Allez il est temps de se lancer dans l’aventure après avoir soigneusement déballé la console et connecté tous les câbles nécessaires: la prise péritel et celui du secteur. Enivré du parfum caractéristique d’une machine neuve que l’on vient de découvrir, la magie opère. Il y a tout d’abord ce fier logo, celui d’une marque qui sort du carcan des appareils dédiés à la restitution musicale et veut s’imposer dans un tout autre domaine désormais: le jeu vidéo. 

De nouveaux frissons s’emparent de moi, similaires à ceux que je ressentais lors de la découverte d’un nouveau soft sur Amstrad CPC mais ce n’est qu’un début puisque le logo de Revolution software lui succède pour laisser place à l’introduction du jeu contée par Georges Stobbart (dont le doublage est assuré par le comédien Emmanuel Curtil), touriste américain plongé malgré lui dans une aventure sous l’aura des chevaliers du temple.

Les jeux d’aventures liés à l’Amstrad cpc résonnent encore en moi, inutile donc de dire combien « Broken sword » (titre original du jeu) m’interpelle avec un système que ne je connais pour ainsi dire pas du tout : le « point’n’click ».  Affairé à parcourir les rues de la capitale puis bientôt d’autres contrées, poursuivant l’homme déguisé en clown meurtrier, je ne vois pas l’astre solaire effectuer son cycle à travers les volets entrebâillés de ma chambre.

En cet instant Opale n’est pas encore née, les limbes de mon imagination atrophiées par cette vie quotidienne réclament plus que jamais leur dû et cette formidable aventure dont je suis acteur me passionne pleinement. Un sentiment d’éternité s’empare de moi, il y a bien longtemps, me semble-t-il, que je n’avais pas ressenti un tel engouement face à un jeu. Une scène où je bloque totalement me voit essayer toutes les solutions possibles afin d’avancer ne serait-ce qu’un peu. Je ne terminerais pas « Les chevaliers de Baphomet » le jour même, il me faudra un peu plus de temps souhaitant également prendre mon temps, alors que mes pas me mènent en Ecosse aux côtés de Nicole Collard (doublée par Nathanièle Esther). Au détour de ces quelques lignes, une pensée pour Pierre Hatet, ce grand comédien qui nous a quittés en 2019 également présent dans le jeu.

Mais alors que le ciel étoilé s’invite discrètement quelque peu chahuté par une pollution lumineuse, c’est avec le sourire que je mets hors tension la Playstation.

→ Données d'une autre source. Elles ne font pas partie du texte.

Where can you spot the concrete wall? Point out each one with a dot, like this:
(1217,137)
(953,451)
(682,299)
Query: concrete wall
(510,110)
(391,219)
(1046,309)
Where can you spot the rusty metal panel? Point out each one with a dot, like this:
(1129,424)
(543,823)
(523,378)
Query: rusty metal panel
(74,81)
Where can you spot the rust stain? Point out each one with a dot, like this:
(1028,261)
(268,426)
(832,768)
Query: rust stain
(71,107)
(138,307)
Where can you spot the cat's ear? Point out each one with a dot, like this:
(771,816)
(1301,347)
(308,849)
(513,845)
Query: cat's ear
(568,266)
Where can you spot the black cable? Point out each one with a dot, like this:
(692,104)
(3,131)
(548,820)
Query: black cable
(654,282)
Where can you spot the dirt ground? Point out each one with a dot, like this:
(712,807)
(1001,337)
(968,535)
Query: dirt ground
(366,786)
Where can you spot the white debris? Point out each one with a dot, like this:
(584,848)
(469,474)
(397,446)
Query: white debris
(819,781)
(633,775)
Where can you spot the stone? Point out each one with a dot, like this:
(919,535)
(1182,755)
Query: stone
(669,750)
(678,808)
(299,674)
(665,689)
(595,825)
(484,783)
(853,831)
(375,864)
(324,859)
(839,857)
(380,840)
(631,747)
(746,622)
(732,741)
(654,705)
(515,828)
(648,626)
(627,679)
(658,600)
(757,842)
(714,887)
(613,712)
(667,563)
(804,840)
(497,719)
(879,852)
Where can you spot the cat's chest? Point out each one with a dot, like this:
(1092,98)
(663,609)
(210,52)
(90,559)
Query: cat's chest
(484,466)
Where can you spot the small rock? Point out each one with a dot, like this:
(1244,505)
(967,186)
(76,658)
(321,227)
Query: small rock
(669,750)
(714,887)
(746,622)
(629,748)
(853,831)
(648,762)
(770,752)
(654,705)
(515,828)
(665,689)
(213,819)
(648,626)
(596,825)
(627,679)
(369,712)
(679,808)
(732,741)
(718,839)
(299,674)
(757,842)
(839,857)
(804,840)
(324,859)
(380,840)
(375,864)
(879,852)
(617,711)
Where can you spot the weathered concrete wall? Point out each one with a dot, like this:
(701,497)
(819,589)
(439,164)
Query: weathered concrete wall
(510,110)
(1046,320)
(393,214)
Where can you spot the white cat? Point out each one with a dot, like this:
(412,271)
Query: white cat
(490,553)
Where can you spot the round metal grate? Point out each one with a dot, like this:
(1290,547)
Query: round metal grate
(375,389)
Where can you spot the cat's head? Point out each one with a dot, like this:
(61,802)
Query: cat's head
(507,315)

Je garde un fort souvenir des « Chevaliers de Baphomet » dont je n’ai croisé le chemin qu’une fois tout au plus depuis hormis par l'intermédiaire de GOG qui propose une version "director's cut" du jeu mais également la version originale. Cependant cette dernière est intégralement en langue anglaise mais Steam semble proposer une version française. mais je dois vous laisser, je m'en vais écrire à Nicole voir ce qu'elle est devenue après toutes ces années...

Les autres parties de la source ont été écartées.